А  Б  В  Г  Д  Е  Ж  З  И  Й  К  Л  М  Н  О  П  Р  С  Т  У  Ф  Х  Ц  Ч  Ш  Щ  Э  Ю  Я  AZ

 

Возможно, его будущее за границей: при одном из европейских дворов, в качестве дипломата или воина, как Дадли, или в армиях других правителей.
Огромная армия короля разбила постоянный лагерь в Хаунслоу Хит, в прямой видимости от Лондона, и многие развлечения придворной жизни перекочевали туда. Между рядами белых палаток протекали приемы и банкеты, а прекрасные дамы прохаживались с офицерами в красных мундирах, как раньше прогуливались с кавалерами в дворцовом саду или парке Сент-Джеймс. Однажды Аннунсиату тоже пригласили туда, и она приняла приглашение только потому, что у Хлорис был роман с солдатом, служившем в подразделении Руперта, который был свидетелем гибели Майкла. Он пришел рассказать о том, что видел, и влюбился в нее. Аннунсиата думала, что он, возможно, хочет жениться на Хлорис, но не знала, как к этому относится сама Хлорис. Она очень тяжело переживала смерть Майкла, но, насколько Аннунсиате было известно, никогда не интересовалась ни одним мужчиной с тех пор, как отец Майкла бросил ее. Скорее всего, Хлорис принимала его ухаживания, надеясь побольше узнать о последних днях жизни сына.
Но большей частью Аннунсиата и Мартин проводили время вдвоем: или оставались в Чельмсфорд-хаус, или уезжали в Айлингтон, в Оксхолл или в Хаммерсмит. Они не принимали участия в бурной жизни двора и от некоторых приглашений отказывались, поскольку их вполне устраивала тесная и нежная компания друг друга.
– Что мы будем делать, когда наступит зима? – однажды спросила Аннунсиата, вспомнив о прошлой зиме в Морлэнде, когда у них не было возможности ни дотронуться друг до друга, ни свободно поговорить.
– Что-нибудь придумаем. Мы найдем способ быть вместе, – говорил Мартин, и она принимала его обещания с такой доверчивостью, что ему казалось, будто из них двоих старший он. Но никакой необходимости срочно решать этот вопрос не было, лето казалось им бесконечным.
В августе неожиданно вернулся Хьюго. Он приехал к вечеру, когда Аннунсиата и Мартин в поисках прохлады сидели в саду, в тени платана и ели черешню, Аннунсиата устроилась на каменной скамье, а Мартин – на траве у ее ног. Оба были в нижнем белье. Ноги Аннунсиаты были босы, а волосы небрежно стянуты в узел на затылке, чтобы шее было прохладно. Не будь Хьюго так возбужден возвращением домой, он удивился бы, застав мать в таком виде, да еще и с Мартином. Но он заметил лишь то, что она выглядела потрясающе юной и прекрасной. Хьюго устремил на мать взор с жадностью, присущей всем солдатам, возвращающимся домой, при виде женщины.

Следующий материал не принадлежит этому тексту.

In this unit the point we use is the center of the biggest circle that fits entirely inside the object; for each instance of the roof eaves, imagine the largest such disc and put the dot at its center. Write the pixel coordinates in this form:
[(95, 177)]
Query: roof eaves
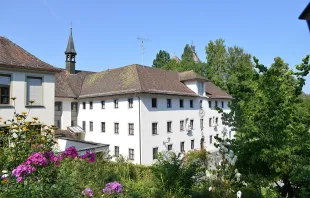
[(27, 67), (305, 12)]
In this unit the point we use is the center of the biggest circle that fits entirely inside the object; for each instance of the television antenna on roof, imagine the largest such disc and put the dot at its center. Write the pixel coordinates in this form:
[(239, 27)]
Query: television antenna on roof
[(143, 40)]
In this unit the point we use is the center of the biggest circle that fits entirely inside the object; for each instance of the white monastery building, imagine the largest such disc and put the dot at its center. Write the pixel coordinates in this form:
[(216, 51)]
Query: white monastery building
[(137, 110)]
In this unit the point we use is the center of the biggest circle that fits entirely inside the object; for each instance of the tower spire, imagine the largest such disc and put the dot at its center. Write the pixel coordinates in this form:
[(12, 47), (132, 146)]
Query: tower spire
[(70, 54)]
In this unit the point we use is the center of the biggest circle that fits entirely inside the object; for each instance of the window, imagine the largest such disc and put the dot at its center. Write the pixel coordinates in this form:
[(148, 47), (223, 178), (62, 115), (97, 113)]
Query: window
[(182, 125), (58, 124), (131, 154), (191, 104), (73, 123), (91, 126), (130, 102), (58, 106), (74, 106), (116, 128), (84, 125), (131, 128), (116, 151), (154, 129), (102, 126), (181, 103), (5, 82), (155, 153), (116, 103), (169, 127), (182, 147), (34, 90), (191, 124), (154, 102), (168, 103)]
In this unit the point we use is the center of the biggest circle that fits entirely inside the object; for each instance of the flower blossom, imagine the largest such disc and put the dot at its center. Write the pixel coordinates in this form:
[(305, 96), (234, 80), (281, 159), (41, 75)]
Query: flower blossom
[(90, 156), (113, 188), (37, 159), (22, 171), (88, 192), (70, 152)]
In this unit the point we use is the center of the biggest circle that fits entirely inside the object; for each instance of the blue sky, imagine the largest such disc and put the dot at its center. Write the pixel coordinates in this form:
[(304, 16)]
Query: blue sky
[(105, 31)]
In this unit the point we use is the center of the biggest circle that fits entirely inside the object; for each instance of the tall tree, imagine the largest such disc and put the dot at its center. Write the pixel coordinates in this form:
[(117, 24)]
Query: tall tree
[(217, 63), (187, 54), (272, 134), (162, 58)]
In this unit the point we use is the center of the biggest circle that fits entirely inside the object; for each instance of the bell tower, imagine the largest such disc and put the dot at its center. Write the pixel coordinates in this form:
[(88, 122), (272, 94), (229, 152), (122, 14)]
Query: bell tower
[(70, 55)]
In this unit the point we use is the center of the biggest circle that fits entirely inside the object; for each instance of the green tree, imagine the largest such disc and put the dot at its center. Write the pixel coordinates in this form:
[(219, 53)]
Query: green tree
[(187, 54), (272, 134), (216, 67), (162, 58), (173, 65)]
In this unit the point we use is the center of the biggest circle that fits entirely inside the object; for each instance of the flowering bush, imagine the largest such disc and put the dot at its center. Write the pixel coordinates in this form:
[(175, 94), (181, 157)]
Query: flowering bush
[(70, 152), (40, 160), (113, 188), (90, 156), (88, 192)]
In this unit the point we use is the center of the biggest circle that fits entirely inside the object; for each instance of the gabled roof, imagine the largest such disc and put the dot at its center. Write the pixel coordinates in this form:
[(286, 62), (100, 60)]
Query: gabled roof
[(306, 13), (69, 85), (175, 58), (133, 79), (130, 79), (213, 91), (14, 57), (190, 75)]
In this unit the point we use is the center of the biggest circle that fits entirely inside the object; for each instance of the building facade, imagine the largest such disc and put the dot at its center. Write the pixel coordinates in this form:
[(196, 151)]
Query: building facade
[(25, 78), (136, 111), (139, 111)]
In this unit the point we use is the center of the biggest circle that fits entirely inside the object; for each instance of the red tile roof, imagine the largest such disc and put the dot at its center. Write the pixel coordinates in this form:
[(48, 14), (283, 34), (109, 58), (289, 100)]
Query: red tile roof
[(13, 56), (213, 91)]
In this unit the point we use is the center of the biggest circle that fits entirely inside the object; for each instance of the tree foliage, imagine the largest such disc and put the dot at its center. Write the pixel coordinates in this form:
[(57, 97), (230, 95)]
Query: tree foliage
[(272, 140), (162, 58)]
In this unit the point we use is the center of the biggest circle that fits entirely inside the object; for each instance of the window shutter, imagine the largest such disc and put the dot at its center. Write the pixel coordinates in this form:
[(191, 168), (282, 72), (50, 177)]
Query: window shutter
[(34, 90)]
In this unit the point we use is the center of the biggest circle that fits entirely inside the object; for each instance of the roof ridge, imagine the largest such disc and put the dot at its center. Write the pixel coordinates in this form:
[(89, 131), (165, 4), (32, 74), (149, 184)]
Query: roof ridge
[(26, 52)]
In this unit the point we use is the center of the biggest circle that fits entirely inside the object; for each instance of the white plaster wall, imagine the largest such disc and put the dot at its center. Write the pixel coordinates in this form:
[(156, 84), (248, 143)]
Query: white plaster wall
[(123, 115), (18, 90), (192, 85), (66, 111), (162, 115), (196, 86)]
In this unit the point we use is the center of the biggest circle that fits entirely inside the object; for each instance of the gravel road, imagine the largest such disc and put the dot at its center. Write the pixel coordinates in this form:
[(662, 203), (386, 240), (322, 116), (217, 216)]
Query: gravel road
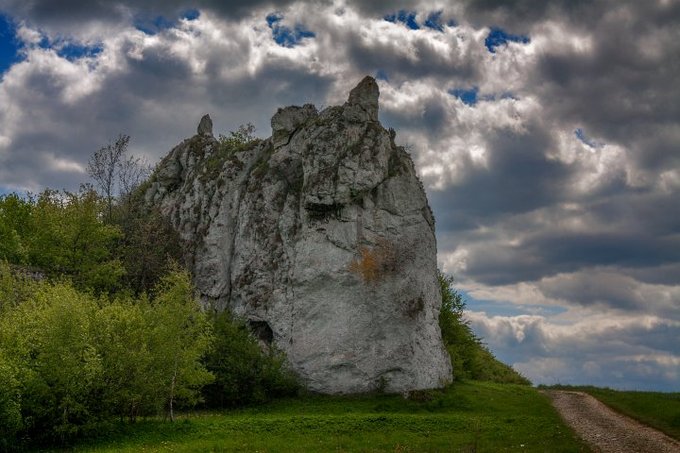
[(608, 431)]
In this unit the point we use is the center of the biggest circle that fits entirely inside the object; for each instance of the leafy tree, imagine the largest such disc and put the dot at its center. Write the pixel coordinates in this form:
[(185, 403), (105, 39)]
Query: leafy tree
[(15, 214), (11, 421), (180, 336), (70, 362), (149, 244), (104, 166), (244, 135), (70, 238), (48, 337), (470, 358)]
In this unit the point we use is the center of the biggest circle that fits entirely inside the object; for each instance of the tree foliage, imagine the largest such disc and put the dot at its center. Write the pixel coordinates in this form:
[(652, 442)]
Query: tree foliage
[(244, 373), (70, 362), (470, 358), (61, 234)]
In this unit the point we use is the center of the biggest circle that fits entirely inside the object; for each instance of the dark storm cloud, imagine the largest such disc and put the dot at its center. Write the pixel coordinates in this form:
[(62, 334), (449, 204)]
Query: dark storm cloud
[(518, 177), (61, 15)]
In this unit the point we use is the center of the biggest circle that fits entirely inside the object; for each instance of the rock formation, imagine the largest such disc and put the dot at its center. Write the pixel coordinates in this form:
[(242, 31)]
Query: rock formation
[(322, 238)]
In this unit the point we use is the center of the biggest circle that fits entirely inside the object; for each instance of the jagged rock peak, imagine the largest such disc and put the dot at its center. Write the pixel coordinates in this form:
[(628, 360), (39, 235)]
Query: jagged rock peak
[(205, 126), (321, 238), (366, 95)]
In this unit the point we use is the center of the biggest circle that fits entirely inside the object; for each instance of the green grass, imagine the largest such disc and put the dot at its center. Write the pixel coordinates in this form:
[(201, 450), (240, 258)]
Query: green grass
[(656, 409), (470, 416)]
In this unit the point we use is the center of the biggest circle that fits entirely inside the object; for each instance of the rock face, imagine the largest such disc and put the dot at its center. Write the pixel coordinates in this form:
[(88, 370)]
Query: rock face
[(322, 238)]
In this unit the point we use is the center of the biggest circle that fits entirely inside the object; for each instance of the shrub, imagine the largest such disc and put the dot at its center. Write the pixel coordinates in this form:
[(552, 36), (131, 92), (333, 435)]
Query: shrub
[(470, 358), (244, 373)]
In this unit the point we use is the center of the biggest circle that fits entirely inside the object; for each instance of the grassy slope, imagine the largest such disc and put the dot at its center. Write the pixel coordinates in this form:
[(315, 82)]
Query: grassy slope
[(471, 416), (656, 409)]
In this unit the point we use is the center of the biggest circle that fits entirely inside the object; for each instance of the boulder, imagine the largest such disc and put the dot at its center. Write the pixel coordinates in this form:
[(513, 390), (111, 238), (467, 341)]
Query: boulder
[(322, 238)]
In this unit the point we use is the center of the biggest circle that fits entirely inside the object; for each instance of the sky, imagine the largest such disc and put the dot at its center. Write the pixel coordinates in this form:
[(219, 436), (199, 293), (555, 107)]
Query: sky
[(547, 136)]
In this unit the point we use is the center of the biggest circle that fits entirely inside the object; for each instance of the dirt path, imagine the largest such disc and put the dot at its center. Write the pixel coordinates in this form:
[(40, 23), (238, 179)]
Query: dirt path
[(608, 431)]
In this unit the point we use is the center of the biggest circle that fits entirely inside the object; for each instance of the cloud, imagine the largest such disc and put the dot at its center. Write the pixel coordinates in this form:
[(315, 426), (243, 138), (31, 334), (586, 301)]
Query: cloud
[(629, 352)]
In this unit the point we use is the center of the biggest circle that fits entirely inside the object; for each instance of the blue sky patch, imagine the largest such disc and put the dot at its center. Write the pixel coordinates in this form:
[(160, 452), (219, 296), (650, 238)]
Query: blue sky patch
[(9, 44), (407, 18), (284, 35), (503, 308), (74, 51), (498, 37), (467, 95)]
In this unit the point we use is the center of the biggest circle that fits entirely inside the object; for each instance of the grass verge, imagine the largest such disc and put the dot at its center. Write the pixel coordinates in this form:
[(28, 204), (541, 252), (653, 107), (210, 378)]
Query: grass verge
[(656, 409), (469, 417)]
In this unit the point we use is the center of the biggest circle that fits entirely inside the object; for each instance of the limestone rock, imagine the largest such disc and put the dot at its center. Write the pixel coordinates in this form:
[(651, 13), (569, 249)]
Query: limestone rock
[(322, 238), (205, 126), (365, 96)]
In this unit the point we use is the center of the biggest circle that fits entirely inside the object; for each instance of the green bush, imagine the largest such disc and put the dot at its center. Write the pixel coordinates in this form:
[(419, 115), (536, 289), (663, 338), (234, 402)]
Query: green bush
[(470, 358), (10, 402), (71, 362), (244, 373)]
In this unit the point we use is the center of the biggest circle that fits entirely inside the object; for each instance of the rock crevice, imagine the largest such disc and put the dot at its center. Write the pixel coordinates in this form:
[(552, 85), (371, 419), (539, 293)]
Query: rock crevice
[(322, 238)]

Он приехал мокрым от пота, грязным от пыли и очень уставшим. Аннунсиата была потрясена его видом – он выглядел гораздо старше своих лет, очень похудел, а лицо загорело до черноты и было изрисовано морщинами: война, усталость и пустыня состарили ее сына, а горе добило его.
– Хьюго, что ты здесь делаешь? Ты ничего не писал! Я не ждала тебя! – воскликнула она, поскольку он вошел в сад, даже не предупредив слуг.
Мартин быстро поднялся навстречу Хьюго. У того была выправка военного человека, но выглядел он неважно. Из-за жары он снял парик, и коротко стриженные вьющиеся волосы окружали лысину, как тонзуру, а глаза просто не могли принадлежать молодому человеку.
– Мама! Мама! – крикнул он, упав перед ней на колени и схватив ее за руки. – Как я рад, что вы здесь! Я так боялся, что вы уедете в Йоркшир. Я бы не выдержал еще один день, не видя вас.
– Но, мой дорогой! Ты болен? – спросила Аннунсиата, пристально глядя на него.
Он был для нее почти чужим, но все же звал ее «мамой», и она воспринимала это как осуждение от имени Бога.
– Дадли мертв, – сказал Хьюго.
Его плечи немного распрямились, словно он сбросил груз, который добровольно взвалил на себя и так старался донести до нее. Аннунсиата оцепенела, потрясенная, и попыталась высвободить руки, но он не отпускал их.
– Как? – спросила она наконец.
– В Буде, – ответил Хьюго. – Мы оттесняли турок все дальше и дальше, и в конце концов они дошли до Буды. Город был осажден. Дадли придумал план сокращения осады; наши люди больше не могли ее выдерживать. Мы штурмовали стены, он был в передовом отряде. Я видел, как он упал. Его убили выстрелом из мушкета, когда он был почти на вершине стены, – Хьюго внезапно остановился, словно попытка все ей выложить истощила его силы.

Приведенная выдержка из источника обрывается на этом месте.